No creo haber sido el único niño que, tras comerse todos los dulces y algunas frutas, abandonaba la bolsa de plástico de aquellos bolos decembrinos con exactamente la misma cantidad de tejocotes y cacahuates que el organizador en turno de cada posada a la que acudí, puso en ellos. No pedía posada, las velas me servían solamente para una incipiente y pueril piromanía que no llegó a mayores y destrozaba las piñatas con una furia imberbe cuyo origen quizás no estaba tanto en los dulces que caerían tras el palazo final, sino en el mero gusto de destruir algo sin salir regañado. El caso es que en aquellos tiempos prefería los colores brillantes de los dulces o las envolturas llamativas y le hacía el feo a los cacahuates que, además de no ser azucarados, se tenían que pelar, lo cual por supuesto implicaba un desafío a la flojera de un chiquillo malcriado que no quería perder tiempo en eso.
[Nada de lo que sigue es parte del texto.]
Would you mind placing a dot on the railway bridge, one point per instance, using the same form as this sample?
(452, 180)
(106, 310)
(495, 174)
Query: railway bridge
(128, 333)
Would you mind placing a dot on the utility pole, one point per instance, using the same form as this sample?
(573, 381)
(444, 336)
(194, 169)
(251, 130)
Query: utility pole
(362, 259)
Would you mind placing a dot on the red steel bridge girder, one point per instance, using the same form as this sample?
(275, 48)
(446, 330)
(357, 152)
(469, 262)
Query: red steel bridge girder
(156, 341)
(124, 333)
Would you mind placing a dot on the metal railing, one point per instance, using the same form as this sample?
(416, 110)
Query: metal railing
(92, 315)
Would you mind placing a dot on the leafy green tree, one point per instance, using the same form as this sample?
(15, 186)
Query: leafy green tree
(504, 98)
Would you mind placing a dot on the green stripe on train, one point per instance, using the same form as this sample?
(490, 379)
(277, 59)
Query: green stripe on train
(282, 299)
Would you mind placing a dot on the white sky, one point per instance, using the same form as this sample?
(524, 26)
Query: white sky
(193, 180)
Más adelante, dos años antes de cumplir la mayoría de edad, aún imberbe, sin rastros de la piromanía infantil y gracias a una identificación falsa, las cantinas ponían de nuevo ante mí a los cacahuates, salados, enchilados y en el peor de los casos japoneses. El yo joven e inexperto los despreció una vez más y prefería acompañar el Bacardí Añejo (sí… en aquellos años bebía Bacardí Añejo… mea culpa!) con frituras, salchichas guisadas o chicharrón de puerco. “Botana chafa” pensaba yo del fruto seco en cuestión y aunque sí comía unos cuantos, lo hacía a regañadientes y creo que no apreciaba su verdadero sabor debido al exceso de aceite, sal, ácido cítrico y chile en polvo que a veces les ponen quienes los comercializan. En esas noches preparatorianas era yo cliente frecuente de “El Granero”, por ahí en avenida las américas y recuerdo perfectamente que los tragos corrían veloces entre pláticas de futbol, las novias y los pleitos. Recuerdo también que nos atendían de maravilla, tal vez porque acababan de abrir o quizás porque al mesero le hacía gracia tener como parroquianos a un grupo de mozalbetes escandalosos; en cualquier caso la botana era vasta y repetíamos platillos, pero siempre se quedaban los cacahuates, despreciados en su platito de melamina beige.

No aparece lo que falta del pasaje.